Payments platform BridgePay confirms ransomware attack
The U.S. payment gateway and solutions provider says “a ransomware attack has knocked key systems offline, triggering a widespread outage affecting multiple services.” This incident started on Friday spread and nationwide across its platform. The company confirmed late Friday that the incident was caused by ransomware. During the incident, some U.S. merchants and organizations were only able to accept cash from their customers. The company has not yet named the ransomware actor.
AWS intruder becomes admin in under 10 minutes with AI assistance
A digital intruder “broke into an AWS cloud environment and in just under 10 minutes went from initial access to administrative privileges, thanks to an AI speed assist.” This is according to a research team from Sysdig Threat Research who observed the break-in on November 28, and noted it stood out “not only for its speed, but also for the multiple indicators suggesting the criminals used large language models to automate most phases of the attack, from reconnaissance and privilege escalation to lateral movement, malicious code writing, and LLMjacking – using a compromised cloud account to access cloud-hosted LLMs.” The attackers initially gained access by stealing valid test credentials from public Amazon S3 buckets.

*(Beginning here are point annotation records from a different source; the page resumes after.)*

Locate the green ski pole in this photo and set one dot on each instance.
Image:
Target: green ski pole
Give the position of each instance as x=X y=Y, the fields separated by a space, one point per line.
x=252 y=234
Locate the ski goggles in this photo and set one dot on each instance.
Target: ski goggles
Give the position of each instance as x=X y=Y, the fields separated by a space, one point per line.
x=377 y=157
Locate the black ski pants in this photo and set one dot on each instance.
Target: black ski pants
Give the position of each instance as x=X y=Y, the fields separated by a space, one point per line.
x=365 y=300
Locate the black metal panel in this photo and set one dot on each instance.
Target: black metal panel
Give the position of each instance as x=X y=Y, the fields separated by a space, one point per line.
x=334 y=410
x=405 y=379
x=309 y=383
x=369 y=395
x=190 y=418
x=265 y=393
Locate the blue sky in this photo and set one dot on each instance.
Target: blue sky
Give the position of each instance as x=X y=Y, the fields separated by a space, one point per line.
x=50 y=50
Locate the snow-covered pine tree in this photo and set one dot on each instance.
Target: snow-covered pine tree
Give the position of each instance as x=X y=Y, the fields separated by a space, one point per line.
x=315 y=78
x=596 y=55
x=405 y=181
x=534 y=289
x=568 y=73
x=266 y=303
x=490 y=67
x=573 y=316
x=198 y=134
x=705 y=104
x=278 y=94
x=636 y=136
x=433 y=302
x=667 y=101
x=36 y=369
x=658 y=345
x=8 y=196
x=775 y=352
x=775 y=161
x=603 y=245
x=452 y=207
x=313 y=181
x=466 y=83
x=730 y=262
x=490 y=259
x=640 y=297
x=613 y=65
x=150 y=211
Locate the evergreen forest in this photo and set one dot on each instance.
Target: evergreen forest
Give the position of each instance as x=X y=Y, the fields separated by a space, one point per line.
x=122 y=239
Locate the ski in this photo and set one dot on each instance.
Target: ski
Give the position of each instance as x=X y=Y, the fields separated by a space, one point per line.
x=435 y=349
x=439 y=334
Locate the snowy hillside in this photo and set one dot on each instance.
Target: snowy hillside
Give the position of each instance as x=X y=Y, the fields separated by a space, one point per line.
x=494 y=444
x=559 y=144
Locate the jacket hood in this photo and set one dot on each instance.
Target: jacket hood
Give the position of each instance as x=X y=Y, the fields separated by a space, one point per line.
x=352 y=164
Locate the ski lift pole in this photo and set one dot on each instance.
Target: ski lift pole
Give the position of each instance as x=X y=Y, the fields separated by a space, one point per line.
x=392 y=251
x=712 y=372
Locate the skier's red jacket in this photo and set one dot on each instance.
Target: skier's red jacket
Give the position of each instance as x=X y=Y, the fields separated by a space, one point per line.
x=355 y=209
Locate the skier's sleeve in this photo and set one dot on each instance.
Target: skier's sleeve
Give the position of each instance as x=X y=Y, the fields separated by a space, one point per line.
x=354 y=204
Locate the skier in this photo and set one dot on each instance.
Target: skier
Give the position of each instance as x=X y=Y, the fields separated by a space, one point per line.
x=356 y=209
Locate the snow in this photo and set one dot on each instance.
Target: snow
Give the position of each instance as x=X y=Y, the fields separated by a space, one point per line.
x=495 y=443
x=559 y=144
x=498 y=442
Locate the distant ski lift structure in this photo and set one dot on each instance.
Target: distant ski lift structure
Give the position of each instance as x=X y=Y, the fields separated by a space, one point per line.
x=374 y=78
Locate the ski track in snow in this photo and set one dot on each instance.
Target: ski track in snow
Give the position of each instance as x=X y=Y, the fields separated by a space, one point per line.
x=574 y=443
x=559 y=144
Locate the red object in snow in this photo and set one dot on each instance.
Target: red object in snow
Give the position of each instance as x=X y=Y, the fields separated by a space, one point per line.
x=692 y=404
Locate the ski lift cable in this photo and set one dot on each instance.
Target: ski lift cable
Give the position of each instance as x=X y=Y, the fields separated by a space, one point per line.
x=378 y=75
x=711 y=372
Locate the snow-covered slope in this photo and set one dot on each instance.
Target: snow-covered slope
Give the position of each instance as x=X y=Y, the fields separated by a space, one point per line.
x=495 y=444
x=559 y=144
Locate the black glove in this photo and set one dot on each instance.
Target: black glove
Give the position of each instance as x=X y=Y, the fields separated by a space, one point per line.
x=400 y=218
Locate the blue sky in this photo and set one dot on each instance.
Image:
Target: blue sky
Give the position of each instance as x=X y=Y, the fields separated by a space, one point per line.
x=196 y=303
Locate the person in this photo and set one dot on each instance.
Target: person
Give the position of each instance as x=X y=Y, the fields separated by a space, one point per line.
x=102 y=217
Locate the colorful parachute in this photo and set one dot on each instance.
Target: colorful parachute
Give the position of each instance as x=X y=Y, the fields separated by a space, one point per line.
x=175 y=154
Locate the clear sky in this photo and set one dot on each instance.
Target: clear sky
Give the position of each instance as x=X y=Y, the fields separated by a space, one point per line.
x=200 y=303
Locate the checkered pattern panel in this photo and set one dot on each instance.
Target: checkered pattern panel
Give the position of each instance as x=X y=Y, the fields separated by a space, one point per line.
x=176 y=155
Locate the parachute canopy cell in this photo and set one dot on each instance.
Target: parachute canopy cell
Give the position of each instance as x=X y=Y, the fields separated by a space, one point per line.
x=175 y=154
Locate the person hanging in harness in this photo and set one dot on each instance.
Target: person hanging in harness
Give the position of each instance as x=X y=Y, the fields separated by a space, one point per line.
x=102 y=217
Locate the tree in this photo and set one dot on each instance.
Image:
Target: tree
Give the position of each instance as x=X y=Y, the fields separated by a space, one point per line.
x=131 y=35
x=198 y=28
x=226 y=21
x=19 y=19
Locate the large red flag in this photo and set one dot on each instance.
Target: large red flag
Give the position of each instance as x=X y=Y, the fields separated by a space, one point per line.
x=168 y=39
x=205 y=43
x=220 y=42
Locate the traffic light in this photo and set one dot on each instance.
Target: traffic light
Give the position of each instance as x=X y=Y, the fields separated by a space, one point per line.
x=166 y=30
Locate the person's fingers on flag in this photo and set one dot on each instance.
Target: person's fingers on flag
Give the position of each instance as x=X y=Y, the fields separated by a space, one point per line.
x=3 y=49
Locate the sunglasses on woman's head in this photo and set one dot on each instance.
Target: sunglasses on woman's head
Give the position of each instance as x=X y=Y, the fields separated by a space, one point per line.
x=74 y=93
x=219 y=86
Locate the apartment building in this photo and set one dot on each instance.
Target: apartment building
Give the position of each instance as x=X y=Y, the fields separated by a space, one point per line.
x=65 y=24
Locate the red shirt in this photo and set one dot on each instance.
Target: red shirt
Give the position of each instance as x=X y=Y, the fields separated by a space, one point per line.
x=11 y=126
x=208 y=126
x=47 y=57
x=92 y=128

German agencies warn of unusual Signal phishing campaign
Federal officials in Germany have issued a joint advisory warning, stating it focuses on “high-ranking targets in politics, the military, and diplomacy, as well as investigative journalists in Germany and Europe.” Interestingly, the campaign “does not involve distribution of malware or the exploitation of any security vulnerability” within Signal, but the end goal is to “weaponize its legitimate features to obtain covert access to a victim’s chats, along with their contact lists,” largely by masquerading as “Signal Support” chatbot.